The Colorado Supreme Court ruled on Monday that evidence gleaned from a warrant for Google’s search data could be used in a murder case, sparking concerns the decision may encourage more police to embrace the controversial technique.
(Bloomberg) — The Colorado Supreme Court ruled on Monday that evidence gleaned from a warrant for Google’s search data could be used in a murder case, sparking concerns the decision may encourage more police to embrace the controversial technique.
After a 2020 fire that killed five people in the Denver area, police were scrambling to identify suspects. They asked Alphabet Inc.’s Google to provide information about people who searched for the address of the house that went up in flames, using a novel approach known as a keyword search warrant. After some initial objections, Google shared data that enabled detectives to zero in on five accounts, leading to the arrest of three teens.
Lawyers for one of the defendants, Gavin Seymour, who was found to have Googled the home’s address 14 times in the days before the fire, argued that the keyword warrant constituted an illegal search and that any evidence from it should be suppressed. His motion is the first known challenge to the constitutionality of keyword search warrants. The case is ongoing.
In its 74-page decision, the court found that law enforcement had acted in good faith when it obtained the warrant for the teen’s search history. Still, it stressed that the findings were specific to the facts of the case, and it refrained from weighing in about the use of Google’s search data more broadly.
“Our finding of good faith today neither condones nor condemns all such warrants in the future,” the court wrote. “If dystopian problems emerge, as some fear, the courts stand ready to hear argument regarding how we should rein in law enforcement’s use of rapidly advancing technology.”
The case divided the court. In a fiery dissent, Justice Monica Márquez wrote that the ruling “gives constitutional cover to law enforcement seeking unprecedented access to the private lives of individuals not just in Colorado, but across the globe.”
“After today’s decision, I anticipate that reverse-keyword warrants will swiftly become the investigative tool of first resort,” she wrote in a dissent that was joined by Justice Carlos Samour. “Because, why not? It’s a tantalizingly easy shortcut to generating a list of potential suspects.”
The Denver District Attorney’s office said it was “very pleased” with the ruling and would move forward with its cases. Google said that it was “important” that the court recognized the “significant privacy and First Amendment interests implicated by keyword searches,” and noted that it has “a rigorous process designed to protect the privacy of our users while supporting the important work of law enforcement.”
A representative for Seymour didn’t respond to a request for comment.
The keyword search warrant “is profoundly different from traditional search warrants seeking data belonging to a suspect,” the defense argued in a court filing. “Instead, the process operates in reverse — search everyone first, and identify suspects later.”
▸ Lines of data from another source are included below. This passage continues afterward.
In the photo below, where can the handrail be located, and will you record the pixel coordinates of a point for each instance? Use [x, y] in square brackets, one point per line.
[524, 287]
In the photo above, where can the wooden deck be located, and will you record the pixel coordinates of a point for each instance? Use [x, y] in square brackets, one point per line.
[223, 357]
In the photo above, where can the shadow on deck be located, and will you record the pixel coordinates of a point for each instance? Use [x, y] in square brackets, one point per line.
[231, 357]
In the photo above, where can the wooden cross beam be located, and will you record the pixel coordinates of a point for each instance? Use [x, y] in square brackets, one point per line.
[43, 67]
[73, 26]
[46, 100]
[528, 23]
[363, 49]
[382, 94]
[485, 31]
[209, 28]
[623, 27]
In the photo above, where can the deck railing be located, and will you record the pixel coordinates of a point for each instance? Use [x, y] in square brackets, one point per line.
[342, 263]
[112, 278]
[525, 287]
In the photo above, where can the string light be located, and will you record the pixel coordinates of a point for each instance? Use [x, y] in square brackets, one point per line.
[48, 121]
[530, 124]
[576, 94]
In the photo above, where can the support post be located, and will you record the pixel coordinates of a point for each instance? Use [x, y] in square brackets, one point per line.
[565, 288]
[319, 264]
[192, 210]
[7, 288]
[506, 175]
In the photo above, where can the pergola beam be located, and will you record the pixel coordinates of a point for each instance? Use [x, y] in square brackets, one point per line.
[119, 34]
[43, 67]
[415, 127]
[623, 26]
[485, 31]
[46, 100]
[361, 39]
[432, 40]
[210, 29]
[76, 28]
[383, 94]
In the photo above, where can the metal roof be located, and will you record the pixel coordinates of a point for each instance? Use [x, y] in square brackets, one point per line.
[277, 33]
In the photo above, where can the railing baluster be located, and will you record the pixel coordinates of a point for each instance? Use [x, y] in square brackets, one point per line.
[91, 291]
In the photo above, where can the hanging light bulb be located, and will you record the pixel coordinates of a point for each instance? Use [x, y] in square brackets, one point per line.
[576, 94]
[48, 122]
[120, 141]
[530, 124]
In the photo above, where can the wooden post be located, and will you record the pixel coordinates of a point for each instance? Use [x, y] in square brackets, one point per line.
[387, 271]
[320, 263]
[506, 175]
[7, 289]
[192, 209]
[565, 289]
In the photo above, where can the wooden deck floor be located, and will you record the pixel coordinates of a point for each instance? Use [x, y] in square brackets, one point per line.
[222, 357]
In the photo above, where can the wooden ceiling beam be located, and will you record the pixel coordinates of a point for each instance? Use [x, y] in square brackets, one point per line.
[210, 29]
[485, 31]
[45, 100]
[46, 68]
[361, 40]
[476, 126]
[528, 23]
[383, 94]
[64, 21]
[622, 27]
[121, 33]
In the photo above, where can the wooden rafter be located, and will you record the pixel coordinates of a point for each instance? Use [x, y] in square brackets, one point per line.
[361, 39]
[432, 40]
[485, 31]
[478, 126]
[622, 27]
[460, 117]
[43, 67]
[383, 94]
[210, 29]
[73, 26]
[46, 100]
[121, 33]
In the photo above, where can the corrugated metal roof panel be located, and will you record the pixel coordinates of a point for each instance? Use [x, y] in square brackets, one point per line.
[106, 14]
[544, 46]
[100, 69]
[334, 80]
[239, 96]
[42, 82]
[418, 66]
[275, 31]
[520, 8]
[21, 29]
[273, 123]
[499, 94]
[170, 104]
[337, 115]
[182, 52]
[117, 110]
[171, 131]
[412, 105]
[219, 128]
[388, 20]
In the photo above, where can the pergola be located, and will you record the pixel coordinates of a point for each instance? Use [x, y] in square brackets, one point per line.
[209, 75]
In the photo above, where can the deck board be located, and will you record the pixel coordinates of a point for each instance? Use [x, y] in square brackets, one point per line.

In the ruling, the judges grappled with the inherently sensitive nature of people’s Google search histories, which serve as a portal into some of their most private thoughts and quandaries. The judges noted that there are plenty of “innocuous reasons” why people search for addresses. Yet they found the warrant to be sufficiently “particularized,” or tailored to the case at hand, and determined that law enforcement took reasonable steps in using a cutting-edge technique.
There are few known examples of keyword search warrants, but the practice has come under scrutiny in the wake of the US Supreme Court’s decision to overturn the right to abortion. Privacy advocates have warned that keyword search warrants and geofence warrants, in which police ask Google to produce data about users whose devices were present near the scene of a crime, could be used to prosecute women who obtain abortions in states where it’s illegal.
Márquez fretted about that very possibility in her dissent.
“If any address corresponding to the location of a crime is sufficiently ‘narrow’ to meet constitutional muster, one can imagine any number of keywords that would satisfy this standard,” she wrote. “What about a search for the IP addresses of all Google users who searched for ‘mifepristone’ or ‘gender-affirming care’ or ‘Proud Boys’ or ‘AR-15?’ Each of these search queries could be potential evidence of criminal activity under some states’ laws, depending on the circumstances.”
A Bloomberg Businessweek investigation found police across the US were increasingly using warrants to obtain location and search data from Google, even for nonviolent cases — and even for people who had nothing to do with the crime.
Since geofence warrants began coming under judicial scrutiny, some police departments have been more cautious in seeking the orders. Keyword search warrants may follow a similar arc, according to Andrew Crocker, the surveillance litigation director for the nonprofit Electronic Frontier Foundation.
“I do think that courts will chip away at them and will narrow them, and that law enforcement will have to get more conservative in how they use them,” Crocker said.
Nevertheless, Jake Laperruque, deputy director of the security and surveillance project at the Center for Democracy & Technology, a think tank, said it was “frustrating” to see the court pass up an opportunity to give more decisive guidance on the practice to police, legislators and the public.
In the absence of clear rules, he said, “that ambiguity always ends up leaning in the government’s favor.”